4. After learning that she has terminal pancreatic cancer, a female client becomes very angry and says to the nurse, 'God has abandoned me. What did I do to deserve this?' Based on this response, the nurse decides to include which nursing problem in the client’s plan of care?
- A. Ineffective coping
- B. Spiritual distress
- C. Acute pain
- D. Complicated grieving
Correct answer: B
Rationale: The client’s expression of feeling abandoned by God indicates spiritual distress, which is a significant issue that needs to be addressed in the plan of care. The individual is questioning their faith and seeking answers in a higher power, which aligns with spiritual distress. Choices A, C, and D are not as directly related to the client's current emotional and spiritual struggle. Ineffective coping may be a consequence of spiritual distress, acute pain is not the primary concern in this scenario, and complicated grieving is premature as the client is still processing the diagnosis and seeking meaning.
5. Two weeks following a Billroth II (gastrojejunostomy), a client develops nausea, diarrhea, and diaphoresis after every meal.
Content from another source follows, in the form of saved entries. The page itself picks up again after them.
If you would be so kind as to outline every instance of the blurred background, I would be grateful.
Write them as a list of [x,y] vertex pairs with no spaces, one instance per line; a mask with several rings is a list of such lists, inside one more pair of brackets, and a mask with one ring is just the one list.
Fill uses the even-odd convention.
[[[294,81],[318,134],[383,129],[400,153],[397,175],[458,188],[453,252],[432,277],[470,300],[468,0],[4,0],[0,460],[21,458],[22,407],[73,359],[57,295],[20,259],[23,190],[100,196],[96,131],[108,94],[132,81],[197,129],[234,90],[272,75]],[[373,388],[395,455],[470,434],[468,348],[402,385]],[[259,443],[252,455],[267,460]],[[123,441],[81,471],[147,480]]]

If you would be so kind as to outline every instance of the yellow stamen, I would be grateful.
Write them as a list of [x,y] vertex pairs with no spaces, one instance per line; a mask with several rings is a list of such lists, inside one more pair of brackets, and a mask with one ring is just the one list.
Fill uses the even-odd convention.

When the nurse develops a teaching plan for this client, which expected outcome statement is the most relevant?
- A. Describes a schedule for antacid use in combination with other prescribed medications
- B. Selects a pattern of small meals interspersed with fluid intake
- C. Commits to engaging in a variety of stress reduction techniques
- D. Expresses a commitment to decrease nicotine intake
Correct answer: B
Rationale: The symptoms described are indicative of dumping syndrome, a common complication following a Billroth II procedure. Dumping syndrome presents with symptoms such as nausea, diarrhea, and diaphoresis after meals. To manage these symptoms effectively, the client should opt for small, frequent meals and avoid consuming fluids along with meals. Choice A is inaccurate because antacid use does not directly address the symptoms of dumping syndrome. Choice C is irrelevant as stress reduction techniques are not the primary intervention for dumping syndrome. Choice D is unrelated to the symptoms experienced by the client, making it an inappropriate choice.